Intel has introduced Xeon and Atom microprocessors targeted at low-power servers that are becoming the next battleground between Intel and makers of ARM processors.
Intel told reporters Tuesday at a San Francisco news conference that it is currently in production with Xeon E3 45-watt and 20-watt processors, and plans to provide in the second half of the year a 15-watt chip based on its recently released 32-nanometer Sandy Bridge microarchitecture. Intel declined to say whether the chip would be under the Xeon or some other brand. In 2012, Intel promised to release a sub-10-watt Atom server processor.
The latest processors are aimed at an emerging category of data center computer called a micro server. The high-density systems pack lots of server nodes into a single chassis, which provides a shared power supply and cooling system. The shared resources reduce overall power consumption for the servers.
Micro servers have attracted the attention of large Internet companies, as well as businesses building public or private cloud computing environments. Besides reducing power consumption, the systems make it possible to spread an application across nodes, so when a server goes down, the workload automatically shifts to the other nodes without affecting application performance.
Market-demand flexibility and lower energy use has led makers of ARM processors, which are typically found in smartphones, to start making chips with enough power to drive servers that handle such applications as low-end hosting, lightweight Web servers, and simple content delivery. Companies building such ARM server chips include Marvell and startup Calxeda, formerly known as Smooth-Stone.
Boyd Davis, VP of Intel's architecture group, told reporters that Intel will respond to that challenge with low-power processors that will also deliver some of the company's most popular server features, such as 64-bit compatibility, error correcting coding, and virtualization technology. Intel also plans to launch in the second quarter the Micro Server Evaluation Lab, which will enable developers to test their software on micro servers based on Intel Xeon and Atom processors.
Intel believes that micro servers will account for less than 10% of the overall server market within four or five years. But even though the chipmaker doesn't expect micro servers "to take over the universe," Intel believes they will become a critical market segment. "We're going to win it," Davis says.
Frank Gillett, analyst for Forrester Research, says one of Intel's arguments against moving to ARM is the hassle of porting applications to a new chip architecture. Providing comparable low power on its x86 platform makes it less likely customers will look to rivals. "Competitors are trying to get something into this space and Intel is on the job trying not to make it too easy for them," Gillett said in an interview.
Facebook has tested micro servers using Intel processors in production environments and could deploy the systems in mass in late 2011 or 2012, Gio Coglitore, director of Facebook labs, said in joining Intel executives at the news conference. "The evolution of the whole (micro server) segment and the various aspects of it makes for a real next-generation possibility."
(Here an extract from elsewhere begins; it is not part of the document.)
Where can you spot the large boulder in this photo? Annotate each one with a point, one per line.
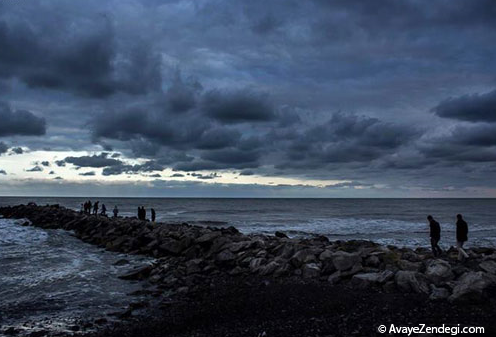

The company does not use virtualized computer systems to power its online social network, preferring instead to scale out an application across servers so no single server can take down an application, Coglitore says. Also, Facebook upgrades server processors regularly, so being able to simply swap out computer nodes is a big plus. "We have very rapid computer cycles," Coglitore says. "Two years, three years and CPUs are long in tooth for us."
Computer makers have already started shipping micro servers using Intel's current technologies. For example, Dell has built custom servers for years for Internet companies and currently has an off-the-shelf model called the DCS 5120, which comprises eight or 12 independent servers in a 3U chassis built on the Intel Xeon 3400 series processor. Examples from other manufacturers include the Tyan FM65-B5511, which packs 18 single Xeon processor computer nodes in a 4U rack-mount enclosure, and the SeaMicro SM 10000-64, which contains 256 Atom processors on 64 compute cards in a 10U chassis.